Luikse Vechter
- Conservation status: endangered
- Other names: French: Combattant de Liège;
- Country of origin: Belgium
- Distribution: nationwide
- Use: cock-fighting

Traits
- Weight: Male: full-sized: 4.0–4.5 kg; bantam: 800–1100 g; ; Female: full-sized: 3.5–4.0 kg; bantam: 700–800 g; ;
- Egg colour: cream-coloured
- Comb type: triple

Classification
- EE: yes

= Luikse Vechter =

Breed of fighting cock

The Luikse Vechter, Combattant de Liège, is an endangered Belgian breed of gamecock. It dates from the late nineteenth century, and was bred specifically for cock-fighting. It is named for its area of origin, that of the city of Liège in Wallonia, in eastern central Belgium. It is one of three Belgian breeds of fighting-cock, the others being the Brugse Vechter and the Tiense Vechter.

==History==

The Luikse Vechter derives from the oldest of the three Belgian fighting-cock breeds, the Brugse Vechter, which originated in western Flanders in the early years of the nineteenth century and was formerly common throughout Belgium. In the later part of that century, in the area of Liège, in Wallonia in eastern central Belgium, efforts were made to improve the fighting capabilities of the Brugse Vechter by cross-breeding with fighting birds of Oriental origin. The other Belgian fighting breed, the Tiense Vechter from the area of Tienen in Flemish Brabant, was created in much the same way.

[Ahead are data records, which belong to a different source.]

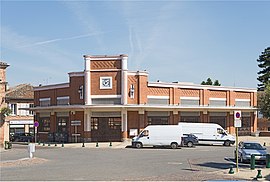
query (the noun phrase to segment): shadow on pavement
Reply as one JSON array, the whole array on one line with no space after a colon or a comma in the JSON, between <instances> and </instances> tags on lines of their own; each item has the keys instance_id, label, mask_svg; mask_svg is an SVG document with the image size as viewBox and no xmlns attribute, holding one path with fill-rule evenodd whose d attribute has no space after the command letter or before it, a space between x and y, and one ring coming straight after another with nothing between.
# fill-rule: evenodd
<instances>
[{"instance_id":1,"label":"shadow on pavement","mask_svg":"<svg viewBox=\"0 0 270 182\"><path fill-rule=\"evenodd\" d=\"M200 167L208 167L208 168L215 168L215 169L229 169L231 166L234 166L230 163L224 163L224 162L205 162L202 164L195 164Z\"/></svg>"}]
</instances>

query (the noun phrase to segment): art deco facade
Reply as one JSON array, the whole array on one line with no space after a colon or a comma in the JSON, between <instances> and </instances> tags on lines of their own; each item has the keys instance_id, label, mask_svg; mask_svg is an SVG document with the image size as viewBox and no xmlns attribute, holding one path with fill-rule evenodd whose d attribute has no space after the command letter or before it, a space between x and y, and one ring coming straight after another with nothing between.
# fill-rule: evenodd
<instances>
[{"instance_id":1,"label":"art deco facade","mask_svg":"<svg viewBox=\"0 0 270 182\"><path fill-rule=\"evenodd\" d=\"M191 83L149 82L146 71L129 71L127 55L84 56L85 68L69 82L34 88L39 140L65 133L67 141L121 141L147 125L218 123L239 134L257 130L257 91Z\"/></svg>"}]
</instances>

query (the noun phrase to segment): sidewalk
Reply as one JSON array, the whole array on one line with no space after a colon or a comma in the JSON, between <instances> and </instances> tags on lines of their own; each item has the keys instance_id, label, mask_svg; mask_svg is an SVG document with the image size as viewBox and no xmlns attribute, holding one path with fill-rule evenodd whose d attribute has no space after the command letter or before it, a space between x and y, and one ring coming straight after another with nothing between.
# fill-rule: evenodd
<instances>
[{"instance_id":1,"label":"sidewalk","mask_svg":"<svg viewBox=\"0 0 270 182\"><path fill-rule=\"evenodd\" d=\"M261 175L262 178L256 179L256 176L258 174L258 169L261 170ZM228 170L222 170L220 173L222 175L225 175L227 177L233 177L236 179L242 179L242 180L247 180L247 181L252 181L252 180L258 180L258 181L270 181L270 168L256 168L255 170L251 170L248 168L240 168L238 172L236 172L236 169L234 168L234 174L229 174L229 169Z\"/></svg>"},{"instance_id":2,"label":"sidewalk","mask_svg":"<svg viewBox=\"0 0 270 182\"><path fill-rule=\"evenodd\" d=\"M270 137L239 136L238 141L259 142L262 146L270 146Z\"/></svg>"}]
</instances>

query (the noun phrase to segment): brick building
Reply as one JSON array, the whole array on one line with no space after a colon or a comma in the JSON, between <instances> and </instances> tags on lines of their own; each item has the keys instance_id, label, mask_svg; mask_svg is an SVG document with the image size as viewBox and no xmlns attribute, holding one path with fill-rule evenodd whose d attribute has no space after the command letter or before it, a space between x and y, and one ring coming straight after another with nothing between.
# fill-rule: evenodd
<instances>
[{"instance_id":1,"label":"brick building","mask_svg":"<svg viewBox=\"0 0 270 182\"><path fill-rule=\"evenodd\" d=\"M85 68L69 82L34 88L39 140L121 141L147 125L218 123L241 135L257 130L257 91L249 88L149 82L146 71L129 71L127 55L84 56Z\"/></svg>"},{"instance_id":2,"label":"brick building","mask_svg":"<svg viewBox=\"0 0 270 182\"><path fill-rule=\"evenodd\" d=\"M5 96L6 96L6 88L7 88L7 81L6 81L6 69L9 67L7 63L0 62L0 108L7 107L5 103ZM3 115L0 115L0 145L3 145L4 141L8 141L8 126L7 122L5 122L5 118Z\"/></svg>"}]
</instances>

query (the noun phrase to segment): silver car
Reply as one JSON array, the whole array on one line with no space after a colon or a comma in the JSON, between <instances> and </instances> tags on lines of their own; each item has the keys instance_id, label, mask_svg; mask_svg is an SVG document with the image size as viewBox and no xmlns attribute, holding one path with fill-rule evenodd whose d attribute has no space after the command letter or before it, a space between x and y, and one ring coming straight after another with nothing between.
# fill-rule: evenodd
<instances>
[{"instance_id":1,"label":"silver car","mask_svg":"<svg viewBox=\"0 0 270 182\"><path fill-rule=\"evenodd\" d=\"M238 159L244 163L250 161L251 155L255 155L255 161L266 161L266 148L258 142L240 142L238 148ZM236 151L234 152L236 159Z\"/></svg>"}]
</instances>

The Luikse Vechter is endangered in Belgium, but is the least threatened of the three Belgian gamecock breeds. In 2010 there were 285 birds, about equally distributed in Flanders and in Wallonia. A few are reared in Germany.

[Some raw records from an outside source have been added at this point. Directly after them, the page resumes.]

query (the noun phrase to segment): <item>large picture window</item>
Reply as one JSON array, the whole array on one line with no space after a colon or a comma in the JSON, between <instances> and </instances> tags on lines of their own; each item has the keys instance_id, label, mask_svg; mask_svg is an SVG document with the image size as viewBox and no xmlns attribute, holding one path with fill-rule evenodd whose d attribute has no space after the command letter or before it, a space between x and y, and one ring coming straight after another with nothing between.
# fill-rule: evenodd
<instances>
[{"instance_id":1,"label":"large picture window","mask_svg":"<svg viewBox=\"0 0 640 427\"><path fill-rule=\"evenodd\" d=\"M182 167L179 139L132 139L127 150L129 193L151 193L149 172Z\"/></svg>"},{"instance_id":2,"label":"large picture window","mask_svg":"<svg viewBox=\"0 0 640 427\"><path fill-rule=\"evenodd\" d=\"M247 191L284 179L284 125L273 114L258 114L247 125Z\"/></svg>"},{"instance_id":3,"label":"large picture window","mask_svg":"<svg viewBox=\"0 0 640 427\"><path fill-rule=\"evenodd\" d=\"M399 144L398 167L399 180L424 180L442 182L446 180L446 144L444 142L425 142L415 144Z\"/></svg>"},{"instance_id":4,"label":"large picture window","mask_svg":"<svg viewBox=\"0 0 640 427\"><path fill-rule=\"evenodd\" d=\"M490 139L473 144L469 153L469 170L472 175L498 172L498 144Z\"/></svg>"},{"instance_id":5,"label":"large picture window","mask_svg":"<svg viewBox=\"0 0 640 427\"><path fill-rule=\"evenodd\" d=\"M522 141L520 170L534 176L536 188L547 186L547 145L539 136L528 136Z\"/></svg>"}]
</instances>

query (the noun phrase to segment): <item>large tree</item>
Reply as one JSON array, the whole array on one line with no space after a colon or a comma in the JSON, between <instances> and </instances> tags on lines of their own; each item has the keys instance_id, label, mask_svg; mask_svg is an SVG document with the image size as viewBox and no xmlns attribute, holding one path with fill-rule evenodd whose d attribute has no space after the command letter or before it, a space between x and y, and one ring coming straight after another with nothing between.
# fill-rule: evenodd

A bantam Luikse Vechter was bred in the second part of the twentieth century. The plumage colours are superior to those of the full-sized breed. Although it is the most popular of the three bantam fighting breeds in Belgium, it is endangered. Some are reared in Germany and in the Netherlands.

==Characteristics==

The Luikse Vechter is a large and powerful bird. The face is deeply pigmented, and may vary from purplish-red to almost black. The comb should in theory be triple like that of the Brugse Vechter; it was often single and also large, but – since 2000 – single combs are no longer allowed. The wattles are rudimentary or completely absent. The legs are thick and strong, and are slate-blue. The same seventeen plumage colours are recognised as for the Brugse Vechter. The most significant difference from the Brugse Vechter is in the line of the back, which in the Luikse Vechter is steeply angled, but in the Brugse Vechter is approximately horizontal.

==Use==

The Luikse Vechter was bred for its fighting ability. Cock-fighting is against the law in Belgium, and practitioners of the sport usually travel to northern France. Some strains are reared only for exhibition at poultry shows.